2017年7月9日日曜日

手紙の姿

一年以上まえの古いニュースである。まず、興味があればこのCNBCニュースをクリックしてみてください。一枚の絵の紹介ではなく、絵を眺める人(この場合はかなりの有名人)の視線と機敏がキモになるものである。話題性があって、知的で楽しい。同じニュースを敷衍した記事もあり、かつ日本語に訳されている

有名人の遊びに付き合い、記事にあったように、同じ絵からはさらに自撮り棒やらイヤホンやらを探し出すのも一興だろう。一方では、絵が表現しようとするテーマをそのまま素直に見つめるのも、刺激的だ。手紙という、人々の交流の基本形。この絵には、350年も時間の隔たりを感じさせない生き生きしたものがある。手紙の本体はすでに披かれ、女性の膝の上に置かれ、繰り返し読み返されたあとのことだろう。対して男性の手の中に握られたのは、手紙に添えられたカードのようなものではなかろうか。となればタイトルにあった一方向の手渡しよりも、男女がともに手紙を読み、これを語り合う状況となる。こうなれば、玄関という空間、立ち位置や服装から見る男女の間柄、そして子どもやペット意味合い、一つ一つ気になる。日本風に言えば世俗風景を明らかにするためには、画面を産んだ時代や生活の知識が読む人を無限に誘っている。

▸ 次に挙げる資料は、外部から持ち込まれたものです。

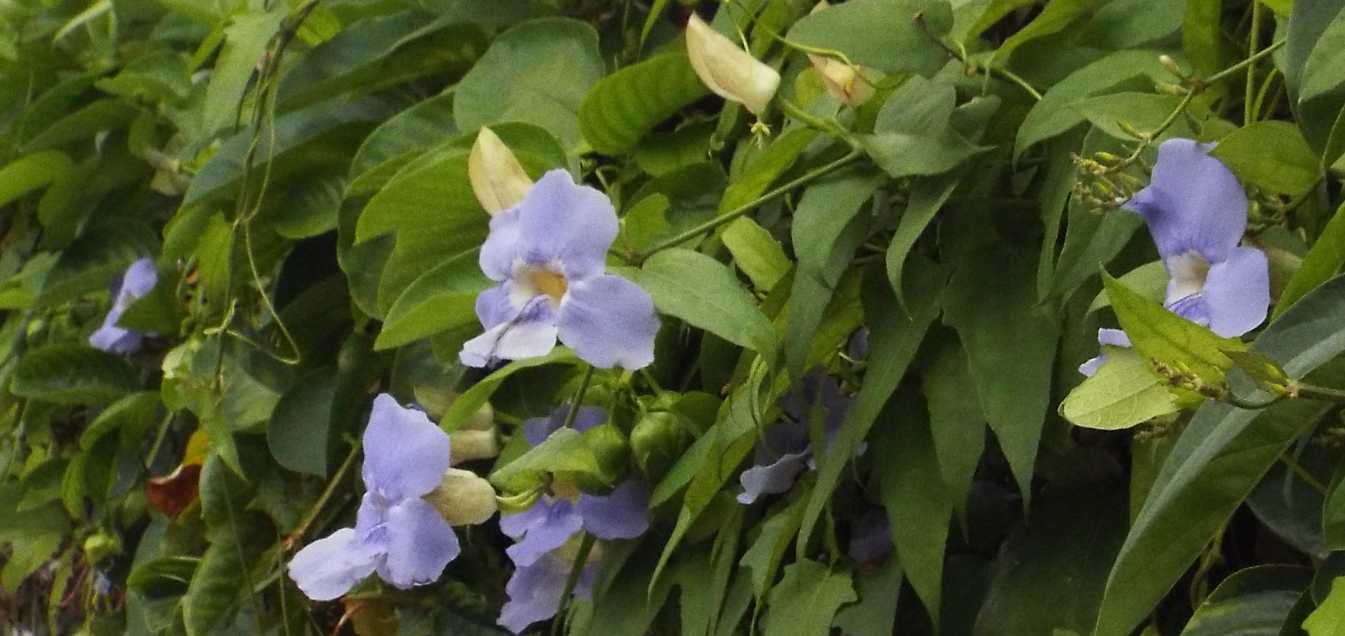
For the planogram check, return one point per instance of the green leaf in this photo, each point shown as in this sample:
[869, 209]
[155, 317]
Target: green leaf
[913, 133]
[471, 400]
[917, 504]
[69, 374]
[1215, 464]
[806, 600]
[829, 225]
[880, 34]
[755, 252]
[94, 261]
[1052, 572]
[1053, 114]
[1324, 258]
[1123, 393]
[705, 293]
[892, 346]
[1271, 155]
[626, 105]
[1055, 18]
[535, 73]
[440, 300]
[1254, 600]
[1010, 343]
[300, 424]
[1168, 338]
[31, 172]
[1329, 617]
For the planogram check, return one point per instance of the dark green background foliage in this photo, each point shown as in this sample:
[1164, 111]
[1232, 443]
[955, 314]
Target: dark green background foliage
[297, 172]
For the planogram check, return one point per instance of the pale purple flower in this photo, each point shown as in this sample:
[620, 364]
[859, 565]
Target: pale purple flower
[136, 283]
[1197, 213]
[787, 449]
[397, 533]
[545, 533]
[549, 256]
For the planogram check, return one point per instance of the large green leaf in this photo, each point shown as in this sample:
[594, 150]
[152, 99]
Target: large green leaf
[705, 293]
[880, 34]
[71, 374]
[535, 73]
[1216, 463]
[626, 105]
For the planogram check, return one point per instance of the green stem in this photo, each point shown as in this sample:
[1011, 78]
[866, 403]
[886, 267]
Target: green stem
[744, 209]
[579, 398]
[572, 581]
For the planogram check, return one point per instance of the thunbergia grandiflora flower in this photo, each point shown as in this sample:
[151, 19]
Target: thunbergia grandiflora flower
[546, 534]
[136, 283]
[1196, 213]
[549, 257]
[397, 533]
[787, 449]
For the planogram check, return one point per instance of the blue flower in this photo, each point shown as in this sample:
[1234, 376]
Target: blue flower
[787, 451]
[397, 533]
[545, 534]
[1196, 213]
[139, 280]
[549, 257]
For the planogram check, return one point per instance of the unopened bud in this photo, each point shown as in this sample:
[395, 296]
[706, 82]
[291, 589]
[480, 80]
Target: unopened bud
[728, 70]
[468, 445]
[463, 498]
[498, 179]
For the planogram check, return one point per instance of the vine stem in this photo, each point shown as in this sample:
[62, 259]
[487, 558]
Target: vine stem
[744, 209]
[322, 502]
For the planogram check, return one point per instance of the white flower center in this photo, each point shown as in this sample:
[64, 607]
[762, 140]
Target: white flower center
[530, 281]
[1188, 274]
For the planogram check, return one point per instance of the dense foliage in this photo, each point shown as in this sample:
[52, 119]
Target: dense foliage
[447, 316]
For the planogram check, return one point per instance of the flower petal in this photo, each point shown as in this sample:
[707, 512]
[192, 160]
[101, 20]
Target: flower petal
[566, 222]
[330, 566]
[771, 479]
[531, 334]
[420, 543]
[1238, 292]
[546, 533]
[534, 593]
[1192, 203]
[501, 246]
[609, 322]
[623, 514]
[405, 453]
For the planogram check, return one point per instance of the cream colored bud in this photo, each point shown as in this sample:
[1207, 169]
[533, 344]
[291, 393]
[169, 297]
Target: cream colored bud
[468, 445]
[463, 498]
[498, 179]
[728, 70]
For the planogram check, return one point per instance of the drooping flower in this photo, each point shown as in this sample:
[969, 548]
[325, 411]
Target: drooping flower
[726, 70]
[397, 533]
[548, 254]
[137, 281]
[787, 449]
[1196, 213]
[498, 179]
[546, 534]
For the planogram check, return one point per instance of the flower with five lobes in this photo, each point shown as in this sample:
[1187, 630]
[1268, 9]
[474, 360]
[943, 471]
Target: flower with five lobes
[546, 534]
[397, 531]
[549, 256]
[1196, 213]
[139, 280]
[726, 70]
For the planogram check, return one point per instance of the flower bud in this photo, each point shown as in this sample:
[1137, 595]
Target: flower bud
[848, 82]
[468, 445]
[498, 179]
[728, 70]
[463, 498]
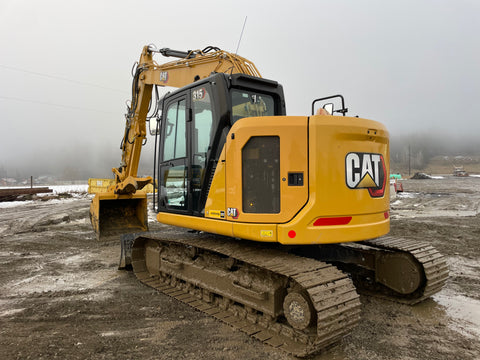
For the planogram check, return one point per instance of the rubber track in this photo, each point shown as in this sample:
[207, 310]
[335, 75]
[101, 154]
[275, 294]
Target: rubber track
[332, 293]
[434, 264]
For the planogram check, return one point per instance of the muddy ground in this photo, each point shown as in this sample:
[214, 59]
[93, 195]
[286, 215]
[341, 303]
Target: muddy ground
[61, 295]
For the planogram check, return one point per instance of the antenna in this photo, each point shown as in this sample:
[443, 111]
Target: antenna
[241, 34]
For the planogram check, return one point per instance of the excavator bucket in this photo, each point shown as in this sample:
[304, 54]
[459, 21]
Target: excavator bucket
[113, 215]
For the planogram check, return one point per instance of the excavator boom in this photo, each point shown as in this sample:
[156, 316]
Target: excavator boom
[123, 208]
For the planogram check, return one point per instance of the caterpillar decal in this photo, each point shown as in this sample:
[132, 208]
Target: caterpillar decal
[366, 171]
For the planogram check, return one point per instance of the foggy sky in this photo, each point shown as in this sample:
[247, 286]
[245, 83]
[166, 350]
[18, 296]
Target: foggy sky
[65, 66]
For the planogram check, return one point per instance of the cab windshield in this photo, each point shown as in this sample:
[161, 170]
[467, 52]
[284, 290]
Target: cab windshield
[249, 103]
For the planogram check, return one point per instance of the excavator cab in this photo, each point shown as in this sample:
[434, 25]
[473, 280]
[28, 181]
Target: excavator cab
[193, 131]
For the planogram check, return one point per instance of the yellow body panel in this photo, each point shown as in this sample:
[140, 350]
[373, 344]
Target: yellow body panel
[292, 132]
[320, 147]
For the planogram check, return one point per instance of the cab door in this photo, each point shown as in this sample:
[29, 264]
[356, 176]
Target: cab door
[174, 159]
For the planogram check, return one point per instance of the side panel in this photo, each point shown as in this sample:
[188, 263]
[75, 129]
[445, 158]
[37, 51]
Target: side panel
[347, 157]
[257, 186]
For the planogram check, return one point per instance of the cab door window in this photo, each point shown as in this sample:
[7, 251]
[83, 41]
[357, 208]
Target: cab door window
[173, 168]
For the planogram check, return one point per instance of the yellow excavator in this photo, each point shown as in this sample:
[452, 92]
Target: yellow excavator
[277, 220]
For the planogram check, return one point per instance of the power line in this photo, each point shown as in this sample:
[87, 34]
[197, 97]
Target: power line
[60, 78]
[56, 105]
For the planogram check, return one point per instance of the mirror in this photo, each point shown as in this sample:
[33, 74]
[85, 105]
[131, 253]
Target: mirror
[154, 125]
[328, 108]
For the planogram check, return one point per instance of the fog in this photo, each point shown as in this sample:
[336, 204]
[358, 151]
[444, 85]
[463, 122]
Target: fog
[65, 68]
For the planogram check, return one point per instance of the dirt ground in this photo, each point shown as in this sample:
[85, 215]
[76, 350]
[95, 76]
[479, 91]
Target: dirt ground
[62, 297]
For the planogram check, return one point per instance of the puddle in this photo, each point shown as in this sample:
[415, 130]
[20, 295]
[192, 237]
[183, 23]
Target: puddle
[463, 311]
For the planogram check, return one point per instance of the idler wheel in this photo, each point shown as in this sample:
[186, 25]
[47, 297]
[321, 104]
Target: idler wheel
[298, 310]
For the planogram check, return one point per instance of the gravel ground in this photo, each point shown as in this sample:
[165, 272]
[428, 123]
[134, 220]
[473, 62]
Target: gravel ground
[61, 295]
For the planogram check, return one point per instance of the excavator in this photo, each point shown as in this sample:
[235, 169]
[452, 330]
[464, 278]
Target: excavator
[273, 223]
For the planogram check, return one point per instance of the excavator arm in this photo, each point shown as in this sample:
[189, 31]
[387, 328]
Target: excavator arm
[123, 208]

この絵に惹かれる理由は、いうまでもなく「絵師草紙」のあの有名な場面があるからだ。玄関と縁側とはまずしっかりと対応している。しかもいままさに送られた人の手に届かれようとしているという絵師の構図は、この絵のタイトルにこそ合致し、さしずめ「家の縁側で主人に手紙を渡す男」と命名したくなる。手紙の姿、そしてその授与のあり方は、意外と共通の関心を集める大事なテーマだ。